This article was originally published here
J Chem Inf Model. 2021 May 25. doi: 10.1021/acs.jcim.1c00166. Online ahead of print.
The growing quantity of public and private data sets focused on small molecules screened against biological targets or whole organisms provides a wealth of drug discovery relevant data. This is matched by the availability of machine learning algorithms such as Support Vector Machines (SVM) and Deep Neural Networks (DNN) that are computationally expensive to perform on very large data sets with thousands of molecular descriptors.

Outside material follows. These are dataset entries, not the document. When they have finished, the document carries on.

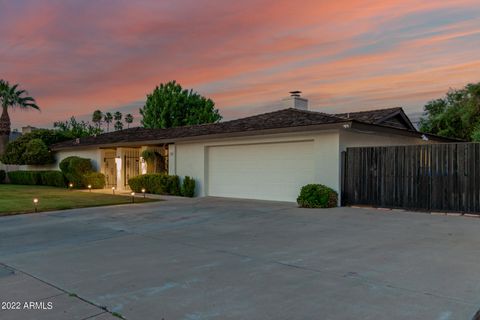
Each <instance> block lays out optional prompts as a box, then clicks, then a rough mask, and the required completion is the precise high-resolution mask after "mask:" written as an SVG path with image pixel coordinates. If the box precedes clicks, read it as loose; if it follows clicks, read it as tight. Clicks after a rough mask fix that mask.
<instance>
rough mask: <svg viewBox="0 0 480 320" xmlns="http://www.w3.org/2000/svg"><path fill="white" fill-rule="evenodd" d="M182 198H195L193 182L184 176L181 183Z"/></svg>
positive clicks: (192, 181)
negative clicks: (181, 188)
mask: <svg viewBox="0 0 480 320" xmlns="http://www.w3.org/2000/svg"><path fill="white" fill-rule="evenodd" d="M182 196H184V197H190V198H193V196H195V180H194V179H192V178H190V177H189V176H186V177H185V178H184V179H183V183H182Z"/></svg>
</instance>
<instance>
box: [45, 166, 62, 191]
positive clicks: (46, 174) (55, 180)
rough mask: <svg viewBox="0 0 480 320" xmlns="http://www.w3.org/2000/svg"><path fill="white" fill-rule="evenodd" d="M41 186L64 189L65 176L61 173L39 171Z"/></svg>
mask: <svg viewBox="0 0 480 320" xmlns="http://www.w3.org/2000/svg"><path fill="white" fill-rule="evenodd" d="M40 172H41V173H40V179H41V184H42V185H44V186H52V187H60V188H64V187H66V185H67V181H66V180H65V176H64V175H63V173H62V172H61V171H53V170H52V171H40Z"/></svg>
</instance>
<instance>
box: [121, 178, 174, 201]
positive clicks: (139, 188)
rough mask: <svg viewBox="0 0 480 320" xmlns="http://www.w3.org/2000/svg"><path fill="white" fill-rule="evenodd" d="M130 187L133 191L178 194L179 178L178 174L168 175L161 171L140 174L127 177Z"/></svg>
mask: <svg viewBox="0 0 480 320" xmlns="http://www.w3.org/2000/svg"><path fill="white" fill-rule="evenodd" d="M128 185H129V186H130V189H132V191H135V192H142V189H143V188H145V190H146V192H148V193H154V194H169V195H175V196H179V195H180V179H179V177H178V176H169V175H168V174H163V173H150V174H142V175H139V176H136V177H134V178H130V179H128Z"/></svg>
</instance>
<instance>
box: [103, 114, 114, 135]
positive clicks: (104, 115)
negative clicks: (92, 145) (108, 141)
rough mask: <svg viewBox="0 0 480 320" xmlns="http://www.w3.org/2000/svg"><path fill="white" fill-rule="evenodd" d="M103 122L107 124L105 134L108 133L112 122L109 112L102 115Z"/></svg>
mask: <svg viewBox="0 0 480 320" xmlns="http://www.w3.org/2000/svg"><path fill="white" fill-rule="evenodd" d="M103 121H105V123H106V124H107V132H110V123H112V121H113V115H112V113H111V112H105V114H104V115H103Z"/></svg>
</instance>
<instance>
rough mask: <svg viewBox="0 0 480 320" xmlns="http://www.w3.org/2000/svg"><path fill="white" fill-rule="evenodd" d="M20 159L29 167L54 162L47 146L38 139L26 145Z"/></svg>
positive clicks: (31, 140) (52, 162) (34, 139)
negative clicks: (20, 158)
mask: <svg viewBox="0 0 480 320" xmlns="http://www.w3.org/2000/svg"><path fill="white" fill-rule="evenodd" d="M22 159H23V162H24V163H25V164H30V165H32V164H33V165H35V164H46V163H53V162H54V161H55V159H54V158H53V156H52V154H51V152H50V151H49V150H48V147H47V145H46V144H45V143H44V142H43V141H42V139H38V138H37V139H32V140H30V141H29V142H28V143H27V145H26V148H25V153H24V154H23V156H22Z"/></svg>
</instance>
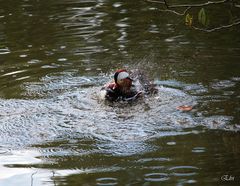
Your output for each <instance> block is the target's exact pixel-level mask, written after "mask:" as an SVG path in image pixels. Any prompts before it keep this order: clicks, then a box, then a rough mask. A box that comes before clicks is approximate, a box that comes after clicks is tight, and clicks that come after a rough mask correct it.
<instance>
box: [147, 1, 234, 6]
mask: <svg viewBox="0 0 240 186" xmlns="http://www.w3.org/2000/svg"><path fill="white" fill-rule="evenodd" d="M147 1H148V2H152V3H159V4H164V5H165V6H166V7H167V8H184V7H203V6H209V5H212V4H214V5H215V4H223V3H226V2H228V1H230V0H221V1H208V2H206V3H200V4H182V5H181V4H179V5H168V4H167V2H166V0H164V1H155V0H147Z"/></svg>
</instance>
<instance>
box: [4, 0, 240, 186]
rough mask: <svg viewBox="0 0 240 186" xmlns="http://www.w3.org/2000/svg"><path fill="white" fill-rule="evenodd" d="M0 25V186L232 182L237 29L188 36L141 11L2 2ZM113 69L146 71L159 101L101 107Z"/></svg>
mask: <svg viewBox="0 0 240 186" xmlns="http://www.w3.org/2000/svg"><path fill="white" fill-rule="evenodd" d="M212 11H215V10H212ZM216 13H218V12H216ZM216 15H217V14H216ZM219 17H220V16H216V19H218V18H219ZM0 21H1V24H0V63H1V66H0V86H1V90H0V97H1V98H0V141H1V144H0V160H1V161H0V176H2V177H1V178H2V179H1V180H0V185H4V186H8V185H11V186H12V185H17V184H18V185H26V184H29V185H63V184H66V185H71V186H72V185H83V184H85V183H89V184H90V185H91V184H92V185H97V184H99V185H101V184H102V185H103V184H105V185H106V184H119V185H127V184H133V185H134V184H135V185H144V184H150V185H151V184H164V183H165V184H170V185H183V184H199V185H216V184H223V183H222V182H220V178H221V176H222V175H225V174H226V173H228V172H230V173H231V174H233V175H235V176H237V175H240V173H239V171H238V170H239V168H238V167H237V165H239V164H240V163H239V149H240V148H239V134H238V132H232V131H238V130H239V129H240V126H239V120H240V118H239V117H240V116H239V108H240V106H239V98H240V97H239V81H240V77H239V69H240V67H239V60H240V55H239V48H240V46H239V37H238V36H239V29H235V28H232V30H231V32H230V31H228V30H223V31H221V32H215V33H211V34H205V33H200V32H193V31H192V30H190V29H188V28H186V27H185V25H184V20H183V19H181V18H179V17H175V16H174V15H170V14H167V15H166V14H163V13H162V12H159V10H158V7H157V6H155V4H151V3H148V2H146V1H139V2H135V1H128V2H125V1H124V2H123V1H111V0H110V1H107V0H97V1H91V0H84V1H76V0H70V1H69V0H60V1H53V0H50V1H36V0H32V1H25V0H24V1H23V0H22V1H21V0H20V1H19V0H18V1H17V0H12V1H9V2H6V1H0ZM122 67H126V68H129V69H135V68H139V69H144V70H145V71H146V72H148V73H147V74H149V75H150V78H152V79H155V83H156V84H157V86H158V88H159V94H158V95H156V96H153V97H146V98H145V100H142V101H139V102H137V103H135V104H134V103H133V104H128V103H120V104H117V103H116V104H105V103H103V102H102V101H100V100H99V99H98V98H97V92H98V91H99V89H100V87H101V85H103V84H104V83H105V82H108V81H109V80H110V76H111V75H112V74H111V73H112V72H113V71H114V70H115V69H116V68H122ZM12 98H15V99H12ZM185 104H190V105H192V106H193V110H192V111H191V112H189V113H188V112H181V111H177V110H176V107H177V106H179V105H185ZM228 130H229V131H228ZM16 180H17V181H16Z"/></svg>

Quantum computer (QC) algorithms have been proposed to offer an approach to accelerate quantum machine learning over classical computer (CC) algorithms, however with significant limitations. In the case of cheminformatics, which is widely used in drug discovery, one of the challenges to overcome is the need for compression of large numbers of molecular descriptors for use on a QC. Here, we show how to achieve compression with data sets using hundreds of molecules (SARS-CoV-2) to hundreds of thousands of molecules (whole cell screening data sets for plague and M. tuberculosis) with SVM and the data reuploading classifier (a DNN equivalent algorithm) on a QC benchmarked against CC and hybrid approaches. This study illustrates the steps needed in order to be “quantum computer ready” in order to apply quantum computing to drug discovery and to provide the foundation on which to build this field.